Problem with partial dependence and categories

Question

Problem with partial dependence and categories

jonathan-taylor opened this issue 3 years ago · comments

It seems categorical variables must contain 0 as one of the values. This is apparent in partial_dependence:

import numpy as np
from pygam import LinearGAM, s, f

X = np.random.standard_normal((100, 3))
X[:,2] = np.random.choice([0,1], 100, replace=True)
Y = np.random.standard_normal(100)

G = LinearGAM(s(0) + s(1) + f(2)).fit(X, Y)
G.partial_dependence(0)

This works fine, but:

X2 = X.copy()
X2[:,2] += 2
G2 = LinearGAM(s(0) + s(1) + f(2)).fit(X2, Y)
G2.partial_dependence(0)

raises the following:

ValueError: X data is out of domain for categorical feature 2. Expected data on [2.0, 3.0], but found data on [0.0, 0.0]

Issue is that check_X looks at categorical of the formed _modelmat which has 0s everywhere but the term's column. Really, _modelmat just needs valid values -- the partial dependence just requires the other columns are constant, not necessarily 0. I'd also recommend centering the partial dependence values as it is their shape that is of interest rather than the value...

Jonathan Taylor commented 3 years ago

See #302

Jonathan Taylor · Answer 1 · Wed Sep 15 2021 07:07:25 GMT+0800 (China Standard Time)

An issue with this fix is that the standard error of the bars will depend on where we evaluate. Might be better to return \hat{\mu}(X_grid)-\hat{\mu}(\bar{X}).

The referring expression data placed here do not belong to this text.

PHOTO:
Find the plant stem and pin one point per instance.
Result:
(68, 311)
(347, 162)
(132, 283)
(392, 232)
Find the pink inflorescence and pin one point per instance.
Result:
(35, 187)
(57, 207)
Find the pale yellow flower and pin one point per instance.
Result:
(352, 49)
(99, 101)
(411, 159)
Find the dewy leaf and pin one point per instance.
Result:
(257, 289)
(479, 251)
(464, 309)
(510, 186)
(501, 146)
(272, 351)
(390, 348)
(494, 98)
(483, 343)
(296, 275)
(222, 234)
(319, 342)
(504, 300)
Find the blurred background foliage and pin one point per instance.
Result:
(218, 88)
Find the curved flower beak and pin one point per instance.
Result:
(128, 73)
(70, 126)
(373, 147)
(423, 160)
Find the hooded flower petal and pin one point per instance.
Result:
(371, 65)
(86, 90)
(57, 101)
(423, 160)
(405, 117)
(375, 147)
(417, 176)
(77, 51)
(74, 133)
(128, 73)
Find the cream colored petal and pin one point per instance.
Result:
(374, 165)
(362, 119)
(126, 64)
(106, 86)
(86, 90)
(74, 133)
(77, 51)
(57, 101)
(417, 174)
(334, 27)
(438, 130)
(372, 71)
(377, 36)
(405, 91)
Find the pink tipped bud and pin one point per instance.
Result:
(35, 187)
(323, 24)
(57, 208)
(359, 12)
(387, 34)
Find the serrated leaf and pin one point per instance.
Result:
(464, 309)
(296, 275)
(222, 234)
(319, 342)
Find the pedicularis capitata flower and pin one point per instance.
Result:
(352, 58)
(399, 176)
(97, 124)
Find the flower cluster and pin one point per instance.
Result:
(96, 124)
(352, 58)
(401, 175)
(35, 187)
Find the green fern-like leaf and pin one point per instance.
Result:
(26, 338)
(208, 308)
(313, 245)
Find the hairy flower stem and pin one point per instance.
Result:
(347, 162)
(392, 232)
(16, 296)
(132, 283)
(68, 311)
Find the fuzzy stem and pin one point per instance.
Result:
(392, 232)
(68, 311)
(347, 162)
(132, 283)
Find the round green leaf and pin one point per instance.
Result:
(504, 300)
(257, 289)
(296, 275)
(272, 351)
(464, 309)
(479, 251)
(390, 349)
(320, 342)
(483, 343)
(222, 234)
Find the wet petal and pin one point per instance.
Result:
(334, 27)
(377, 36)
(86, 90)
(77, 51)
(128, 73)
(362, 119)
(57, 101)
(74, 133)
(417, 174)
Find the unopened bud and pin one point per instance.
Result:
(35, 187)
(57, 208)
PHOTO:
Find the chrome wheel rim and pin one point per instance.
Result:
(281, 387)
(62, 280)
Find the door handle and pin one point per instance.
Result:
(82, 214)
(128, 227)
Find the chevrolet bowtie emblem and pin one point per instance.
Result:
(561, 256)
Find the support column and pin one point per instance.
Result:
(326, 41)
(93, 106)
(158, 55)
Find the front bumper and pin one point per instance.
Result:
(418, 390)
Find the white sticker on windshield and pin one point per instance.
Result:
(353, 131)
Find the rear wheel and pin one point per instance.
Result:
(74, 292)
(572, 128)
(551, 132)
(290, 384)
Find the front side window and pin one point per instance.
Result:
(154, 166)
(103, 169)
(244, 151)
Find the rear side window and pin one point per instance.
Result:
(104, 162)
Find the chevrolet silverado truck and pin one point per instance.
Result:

So it would be evaluated along a line through \bar{X}.

5ch0r5ch1 · Answer 2 · Thu Jan 04 2024 01:42:18 GMT+0800 (China Standard Time)

It seems categorical variables must contain 0 as one of the values. This is apparent in partial_dependence:
import numpy as np
from pygam import LinearGAM, s, f

X = np.random.standard_normal((100, 3))
X[:,2] = np.random.choice([0,1], 100, replace=True)
Y = np.random.standard_normal(100)

G = LinearGAM(s(0) + s(1) + f(2)).fit(X, Y)
G.partial_dependence(0)
This works fine, but:
X2 = X.copy()
X2[:,2] += 2
G2 = LinearGAM(s(0) + s(1) + f(2)).fit(X2, Y)
G2.partial_dependence(0)
raises the following:

ValueError: X data is out of domain for categorical feature 2. Expected data on [2.0, 3.0], but found data on [0.0, 0.0]

Issue is that check_X looks at categorical of the formed _modelmat which has 0s everywhere but the term's column. Really, _modelmat just needs valid values -- the partial dependence just requires the other columns are constant, not necessarily 0. I'd also recommend centering the partial dependence values as it is their shape that is of interest rather than the value...

@jonathan-taylor does it occur to you that G2.partial_dependence(2) is actually working and only G2.partial_dependence(0) and G2.partial_dependence(1) not, which means the issue which caused by X2[:,2] is affecting X2[:,0] and X2[:,1]? How can we explain this?

Nick Eubank · Answer 3 · Thu Feb 15 2024 23:23:31 GMT+0800 (China Standard Time)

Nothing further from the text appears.